This is a project involving analysis of Telco customer base and building a model to predict the churn of clients.
The project uses my own personal module which is designed for preprocessing, EDA and neural network training, which can be found here.
Dataset was taken from Kaggle. It contains information on customers of a fictional company Telco that provides phone and internet services. The dataset covers customers in the state of California in Q3.
- Identify strong and weak sides of services offered by the company, helping the company retain and attract new customers
- Build a machine learning model to predict the churn of customers, helping the company implement targeted retention efforts, including specialized marketing offers.
My Catboost model achieved 98% accuracy on test data and could save the company 7 to 27% of loss in customer lifetime value with the help of personalized marketing offers.
Insights from Preprocessing stage:
- Dataset contains information on:
- clients themselves
- their use of services
- different types of charges associated with said service use
- satisfaction level
- churn and reason for churn. This is a very wide range of variables, covering a lot of topics that can enhance our EDA
- The dataset is very clean and did not require any significant processing.
- The dataset contains a benchmark in the form of churn probability inferred by a model built in IBM SPSS Modeler. This is very useful to comprate model effectiveness.
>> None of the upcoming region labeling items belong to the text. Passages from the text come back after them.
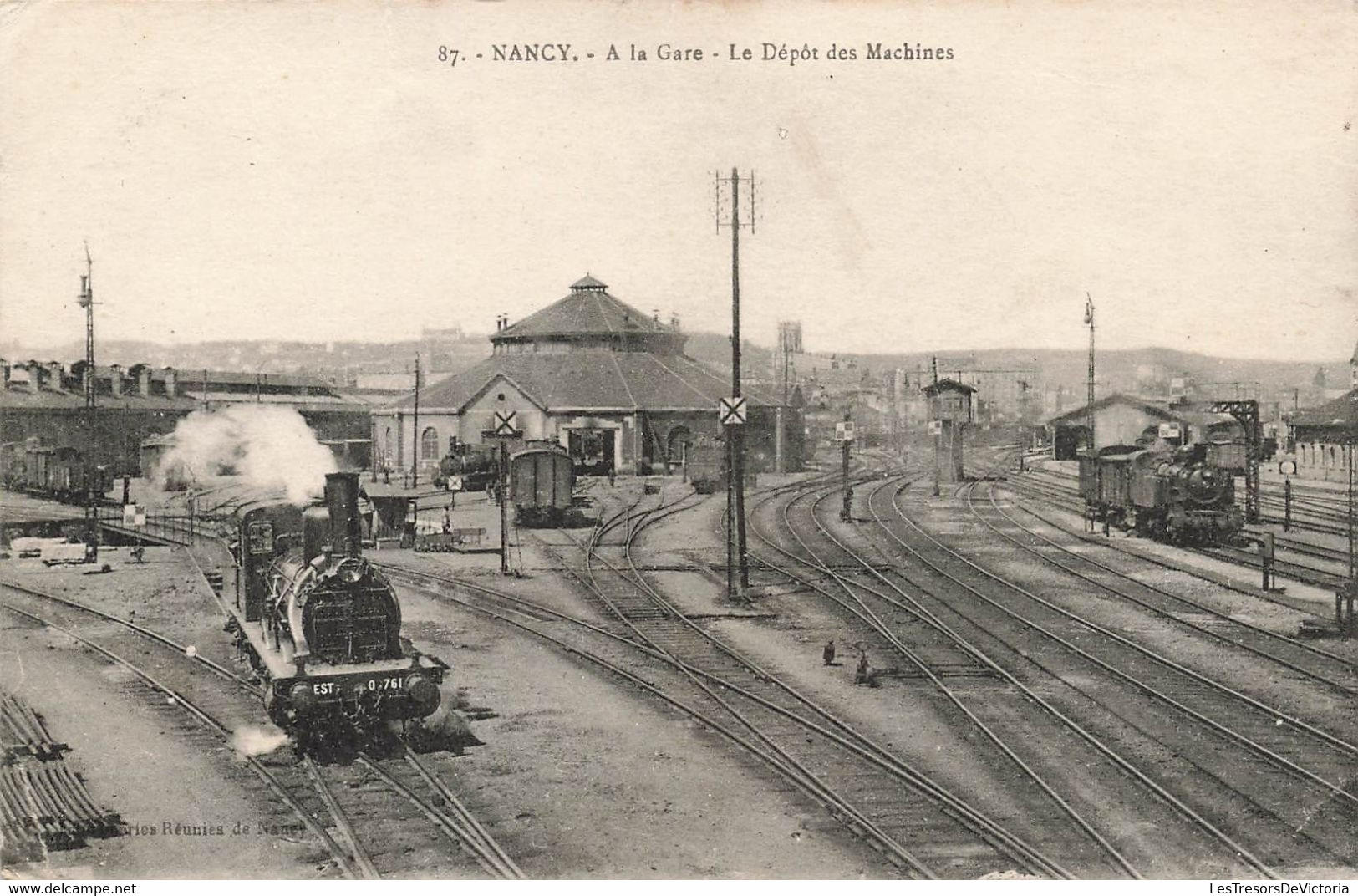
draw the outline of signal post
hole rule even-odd
[[[839,443],[839,470],[842,475],[842,490],[845,493],[843,506],[839,508],[839,519],[853,523],[853,487],[849,485],[849,449],[853,445],[853,421],[845,414],[842,422],[835,424],[835,441]]]
[[[717,422],[727,430],[727,597],[733,599],[750,588],[750,558],[746,553],[743,426],[746,399],[740,395],[717,402]],[[737,580],[739,570],[739,580]]]
[[[500,574],[509,574],[509,443],[523,436],[516,428],[516,411],[496,411],[494,428],[490,436],[500,443],[500,475],[496,487],[500,496]]]

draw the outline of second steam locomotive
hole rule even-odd
[[[1093,520],[1175,544],[1228,543],[1244,528],[1234,478],[1206,445],[1084,455],[1080,496]]]

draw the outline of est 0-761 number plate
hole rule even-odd
[[[368,677],[352,677],[338,682],[312,682],[311,692],[322,698],[363,696],[365,692],[402,694],[406,682],[399,675],[371,675]]]

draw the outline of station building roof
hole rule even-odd
[[[1358,390],[1291,417],[1297,434],[1306,438],[1350,441],[1358,438]]]
[[[570,292],[523,320],[492,334],[496,345],[517,341],[569,339],[581,337],[637,337],[656,348],[683,348],[684,337],[671,324],[661,323],[608,293],[607,284],[585,274],[570,284]]]
[[[1105,395],[1093,403],[1093,410],[1100,411],[1105,407],[1112,407],[1114,405],[1123,405],[1139,410],[1150,417],[1158,417],[1160,419],[1181,419],[1177,414],[1172,413],[1168,407],[1161,403],[1153,402],[1149,398],[1141,398],[1138,395],[1127,395],[1126,392],[1114,392],[1112,395]],[[1054,417],[1048,417],[1044,422],[1048,426],[1084,426],[1085,415],[1089,413],[1088,405],[1081,405],[1067,411],[1062,411]]]
[[[591,349],[569,354],[496,354],[462,373],[420,391],[420,407],[460,413],[505,379],[546,411],[716,413],[731,394],[731,380],[683,354]],[[751,406],[775,402],[759,390],[741,390]],[[387,406],[413,410],[414,394]]]
[[[966,383],[959,383],[952,379],[941,379],[937,383],[929,383],[923,387],[925,395],[937,395],[938,392],[975,392],[975,386],[967,386]]]

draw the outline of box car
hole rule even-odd
[[[531,443],[509,455],[509,500],[516,525],[583,525],[583,515],[573,512],[574,487],[570,455],[557,443]]]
During EDA, I looked at customer portrait, use of services and satisfaction score associated with them, as well as churn and churn reasons.
Insights from EDA stage:
Customer portrait
- Our customers are concentrated in larger cities of the state, specifically Los Angeles and San Diego
- They are, however, found throughout the whole state, which means that we, at the very least, have coverage in these places. It would be nice to see how the customer satisfaction and churn depends in these places compared to large cities
- The ages from 28 to 63 are slightly more prevalent in our customer base than state population, which, on one side, is to be expected given the services we offer, but, on the other side, we might be undertargeting the category of young adults, aged 21-28.
Services
Services that need improvement, from most impactful to least:
- Unlimited data
- Fiber optic internet
- Streaming TV, movies or music experiences
- Cable internet
Services that need to be pushed and advertised to customers heavier, from most impactful to least:
- Premium tech support
- Online backup
- Device protection plan
- Online security
The biggest reasons for churn are:
- Non-competitive proposals or devices
- Attitude of the support personnel
Specific problems with some of the services:
- Online backup - too much general dissatisfaction with the product
- Unlimited data, Device protection plan - bad or unreliable devices, unstable network etc
- Multiple phone lines - bad, non-competitive offers
- Phone service and movie streaming - poor attitude or expertise of support or service provider
My recommendations regarding services:
- Additional training of support personnel or service providers to ensure proper customer satisfaction
- Upgrading devices to match competitors' levels
- Offer more data and download speeds in offers
- Increasing prices on offers (dissatisfaction level tied to service prices is relatively low)
We performed cross validation to get the best model and used oversampling to battle the class imbalance. We achieved very high results with Catboost model - 98% accuracy on test data - which outshined our benchmarks - a similar model made by the author of the dataset and the results of a IBM SPSS model.
Insights about feature impact on churn:
- Satisfaction score is, expectedly, the most important feature for predicting customer churn. Scores as low as 1 or 2 are a strong indicator of customers leaving.
- Number of referrals is also an important factor for churn prediction.
- People who use our online security service are less likely to leave, which suggests that this service is liked by customers.
- Corrected total charges, which is the total charges divided by the number of services used, is one of the most impactful predictors of customer churn, which means that our feature engineering was successful.
- Customers with higher age have higher chances of churning, which could mean that they have less need for our services, or the services they do need - for example, phone service - is of lesser quality compared to competitors.
- Customers with dependants are less likely to leave, which, most likely, means that it is harder to change telecommunication service provider when you have kids.
Implementing our model for churn prediction could save from 7 to 27% of losses in customer lifetime value.